II appartient alors au collaborateur de taper 1 pour joindre l'assuré. ' Il ressort des éléments issus de nos récents contrôles que, de manière fréquente et sans que vous n'ayez signalé aucun dysfonctionnement de votre matériel, après avoir décroché l'appel du robot, vous laissiez s'écouler un délai conséquent avant soit de taper 1 pour prendre l'appel, soit de raccrocher, faisant ainsi échec à la mise en relation avec l'assuré ayant demandé à être rappelé. ' Ainsi à titre d'exemple ont notamment pu être relevées les situations suivantes : ' -Le 19 juillet 2021 : vous laissez le message vocal se répéter plus de 31 minutes avant de prendre l'appel de l'assuré ' -Le 10 août 2021 : vous laissez le message vocal se répéter durant 40 minutes avant de prendre l'appel de l'assuré ' -Le 21 septembre 2021 : vous laissez le message vocal se répéter pendant près de 16 minutes avant de prendre l'appel de l'assuré ' Au total, ces agissements répétés représentent une part considérable des appels Green Bureau qu'il vous revenait de traiter : - 44% sur la période du 01/07 au 21/08/2021, - 100% sur la période du 21/08 au 07/09/2021, - 42% sur la période du 08/09 au 29/09/2021 ' Il ressort enfin de l'écoute des pistes enregistrées lors de ces appels Green Bureau que vous employez ce temps indûment libéré dans votre journée de travail à des fins personnelles, notamment pour avoir des conversations d'ordre privé avec vos collègues de travail.
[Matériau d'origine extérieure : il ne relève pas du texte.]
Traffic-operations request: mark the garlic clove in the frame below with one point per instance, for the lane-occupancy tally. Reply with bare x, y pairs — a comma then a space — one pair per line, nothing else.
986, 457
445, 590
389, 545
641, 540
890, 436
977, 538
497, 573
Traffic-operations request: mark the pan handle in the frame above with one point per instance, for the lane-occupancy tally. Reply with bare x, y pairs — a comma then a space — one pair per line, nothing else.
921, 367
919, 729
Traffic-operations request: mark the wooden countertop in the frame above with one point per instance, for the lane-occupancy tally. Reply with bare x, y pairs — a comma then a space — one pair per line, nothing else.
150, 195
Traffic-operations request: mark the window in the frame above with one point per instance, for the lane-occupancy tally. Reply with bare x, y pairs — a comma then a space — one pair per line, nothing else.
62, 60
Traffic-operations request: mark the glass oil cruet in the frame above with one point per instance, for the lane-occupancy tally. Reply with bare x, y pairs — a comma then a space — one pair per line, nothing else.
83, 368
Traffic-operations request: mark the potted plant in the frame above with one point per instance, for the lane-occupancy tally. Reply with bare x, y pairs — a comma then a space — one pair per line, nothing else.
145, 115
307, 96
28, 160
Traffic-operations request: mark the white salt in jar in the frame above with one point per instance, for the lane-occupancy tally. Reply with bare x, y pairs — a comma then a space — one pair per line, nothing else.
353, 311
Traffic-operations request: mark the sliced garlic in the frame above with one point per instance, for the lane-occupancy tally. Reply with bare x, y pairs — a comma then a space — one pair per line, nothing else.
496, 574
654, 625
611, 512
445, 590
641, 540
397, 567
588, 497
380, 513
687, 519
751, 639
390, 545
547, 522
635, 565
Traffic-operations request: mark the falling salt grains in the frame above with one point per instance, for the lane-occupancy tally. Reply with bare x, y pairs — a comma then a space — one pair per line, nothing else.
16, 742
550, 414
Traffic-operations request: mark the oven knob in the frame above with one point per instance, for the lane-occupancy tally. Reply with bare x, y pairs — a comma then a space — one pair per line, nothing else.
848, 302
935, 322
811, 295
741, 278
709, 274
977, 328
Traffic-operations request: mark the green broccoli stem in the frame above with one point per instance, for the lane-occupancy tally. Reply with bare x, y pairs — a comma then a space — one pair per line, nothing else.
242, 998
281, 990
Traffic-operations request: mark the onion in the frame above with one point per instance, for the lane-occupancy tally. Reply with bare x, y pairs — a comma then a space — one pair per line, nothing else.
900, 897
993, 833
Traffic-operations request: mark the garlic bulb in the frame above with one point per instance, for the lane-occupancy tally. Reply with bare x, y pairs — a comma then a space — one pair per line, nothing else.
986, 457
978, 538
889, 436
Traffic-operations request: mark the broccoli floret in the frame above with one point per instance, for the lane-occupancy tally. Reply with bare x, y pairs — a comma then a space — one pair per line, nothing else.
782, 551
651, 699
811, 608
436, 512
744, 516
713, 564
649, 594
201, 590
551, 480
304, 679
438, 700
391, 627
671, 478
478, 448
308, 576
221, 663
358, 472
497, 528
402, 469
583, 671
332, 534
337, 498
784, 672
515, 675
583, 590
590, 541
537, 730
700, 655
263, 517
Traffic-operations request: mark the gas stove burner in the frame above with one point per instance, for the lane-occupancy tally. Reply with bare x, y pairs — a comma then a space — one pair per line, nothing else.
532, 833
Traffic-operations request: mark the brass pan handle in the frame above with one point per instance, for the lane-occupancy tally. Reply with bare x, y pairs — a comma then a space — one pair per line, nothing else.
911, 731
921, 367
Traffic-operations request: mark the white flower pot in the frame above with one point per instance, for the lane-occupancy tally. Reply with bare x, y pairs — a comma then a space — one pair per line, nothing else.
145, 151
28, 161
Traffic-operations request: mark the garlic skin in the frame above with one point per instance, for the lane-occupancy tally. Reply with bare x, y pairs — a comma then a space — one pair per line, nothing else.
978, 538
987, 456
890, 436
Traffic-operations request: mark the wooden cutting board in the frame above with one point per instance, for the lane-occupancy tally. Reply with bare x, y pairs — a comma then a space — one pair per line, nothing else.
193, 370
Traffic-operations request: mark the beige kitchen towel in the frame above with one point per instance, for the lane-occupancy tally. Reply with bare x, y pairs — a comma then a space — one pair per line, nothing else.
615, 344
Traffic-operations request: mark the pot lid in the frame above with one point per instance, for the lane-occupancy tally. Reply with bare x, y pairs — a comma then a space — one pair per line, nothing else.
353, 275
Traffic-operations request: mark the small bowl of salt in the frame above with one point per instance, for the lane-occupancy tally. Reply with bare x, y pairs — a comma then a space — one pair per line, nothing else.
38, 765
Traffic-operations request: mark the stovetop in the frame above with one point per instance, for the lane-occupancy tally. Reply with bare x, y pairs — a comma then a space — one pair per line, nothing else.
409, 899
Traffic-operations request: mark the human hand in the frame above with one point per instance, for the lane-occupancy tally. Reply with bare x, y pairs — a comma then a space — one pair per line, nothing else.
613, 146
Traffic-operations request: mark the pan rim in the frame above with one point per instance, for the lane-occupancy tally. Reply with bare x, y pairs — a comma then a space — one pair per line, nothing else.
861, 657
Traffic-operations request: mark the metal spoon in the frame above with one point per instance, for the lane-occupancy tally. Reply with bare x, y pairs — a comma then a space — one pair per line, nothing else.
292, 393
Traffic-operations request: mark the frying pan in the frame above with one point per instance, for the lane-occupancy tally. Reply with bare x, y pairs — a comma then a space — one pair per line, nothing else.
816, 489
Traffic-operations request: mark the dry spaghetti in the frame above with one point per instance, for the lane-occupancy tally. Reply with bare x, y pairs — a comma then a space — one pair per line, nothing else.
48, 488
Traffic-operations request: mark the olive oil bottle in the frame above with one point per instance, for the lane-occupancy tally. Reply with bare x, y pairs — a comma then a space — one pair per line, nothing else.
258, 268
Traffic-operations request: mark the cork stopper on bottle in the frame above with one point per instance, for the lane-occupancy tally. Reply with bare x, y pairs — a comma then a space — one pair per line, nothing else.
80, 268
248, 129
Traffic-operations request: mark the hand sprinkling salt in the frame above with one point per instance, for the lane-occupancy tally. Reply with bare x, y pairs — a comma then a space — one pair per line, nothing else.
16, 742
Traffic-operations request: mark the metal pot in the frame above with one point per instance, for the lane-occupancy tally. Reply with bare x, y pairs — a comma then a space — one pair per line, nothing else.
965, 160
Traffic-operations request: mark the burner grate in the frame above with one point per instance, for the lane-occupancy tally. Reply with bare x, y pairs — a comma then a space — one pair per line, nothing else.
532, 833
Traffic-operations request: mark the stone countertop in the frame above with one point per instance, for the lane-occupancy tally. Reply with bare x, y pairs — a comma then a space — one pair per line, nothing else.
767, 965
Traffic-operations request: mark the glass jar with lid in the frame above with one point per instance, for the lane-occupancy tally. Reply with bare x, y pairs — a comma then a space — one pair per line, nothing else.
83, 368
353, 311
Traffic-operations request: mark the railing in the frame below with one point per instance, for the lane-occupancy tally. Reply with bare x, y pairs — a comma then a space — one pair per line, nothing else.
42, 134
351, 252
Nous avons à cet égard eu l'occasion de procéder à l'écouter de certaines de ces pistes en votre présence lors de l'entretien du 22 octobre dernier. ' Un tel comportement n'est évidemment pas acceptable et contrevient en tout point aux attentes légitimes de la Société en matière de gestion des appels.

Nous ne saurions laisser perdurer ces agissements répétés de votre part, qui ont pour conséquence directe, non seulement de faire croire que vous êtes en communication alors même que vous ne traitez aucune activité, mais également de générer un report des appels présentés par l'outil vers vos collègues.

Il s'agit, à l'évidence, d'une utilisation détournée et abusive du fonctionnement de votre outil de travail, en contradiction totale avec l'obligation de loyauté dont vous devez faire preuve au titre de votre contrat de travail. ' Lors de l'entretien préalable du 22 octobre dernier, ainsi qu'à l'occasion du Conseil paritaire du 10 novembre 2021, vous avez reconnu les faits qui vous étaient reprochés.